Brazilian President Dilma Rousseff has clawed back support at the expense of her main opponent in next month’s presidential election, a poll showed yesterday, suggesting the runoff that should decide the vote is too close to call.

Marina Silva surged in the polls after joining the race on the death of her party’s original candidate last month, and she appeared poised to unseat Rousseff with a 10 percentage-point margin in the likely second round vote.

But Rousseff has since recovered ground, aided by a TV campaign that has questioned Silva’s ability to govern Latin America’s largest nation and portrayed her pro-market policies as favouring the rich and hurting the poor.

Yesterday’s Datafolha survey showed that, in a simulation of the likely runoff, the gap between them had narrowed to two points – 46% for Silva and 44% for Rousseff.

That is equivalent to the poll’s margin of error.

Rousseff widened her lead over Silva in the first-round vote to seven points, raising her support to 37% from 36% in the previous poll, while Silva fell to 30% from 33%.

Centrist candidate Aecio Neves, the market favourite, has risen to 17% from 15%.

If no candidate wins a majority in the October 5 election, the race will be decided in a runoff three weeks later between the two top vote-getters.

Rousseff has promised to expand social programmes that are widely acknowledged to have reduced poverty and inequality during 12 years of Workers’ Party rule.

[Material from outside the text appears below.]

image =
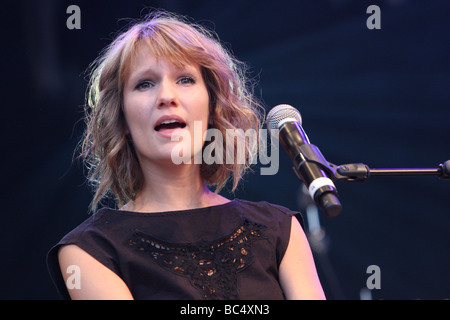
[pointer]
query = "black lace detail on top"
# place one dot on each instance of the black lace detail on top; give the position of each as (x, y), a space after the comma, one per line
(211, 266)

But the left-leaning economist’s policies of intervention in the economy have also drawn harsh criticism from investors.

Silva, an environmental activist turned anti-corruption campaigner, wants to break with Brazil’s murky coalition politics to restore trust in government, a popular stance in a country where many voters are fed up with traditional parties.

The poll numbers suggest that Rousseff has not been hurt by a new bribery scandal involving state-run oil company Petroleo Brasileiro SA, which could derail her re-election bid if it snowballs.

A jailed former Petrobras executive, Paulo Costa, has named two dozen Rousseff allies, including her energy minister, for allegedly receiving kickbacks on contracts, according to a plea bargain statement leaked to local media.

In a new leak on Thursday, TV Globo reported that Costa told federal prosecutors that bribes were paid in the purchase by Petrobras of a refinery in Pasadena, Texas, and that he himself received 1.5mn reais ($634,000).

Dubbed the “ticking time-bomb” because of what he might reveal, Costa remained silent when summoned on Wednesday by a Congressional inquiry into the refinery deal. The new poll surveyed 5,362 voters on September 17-18.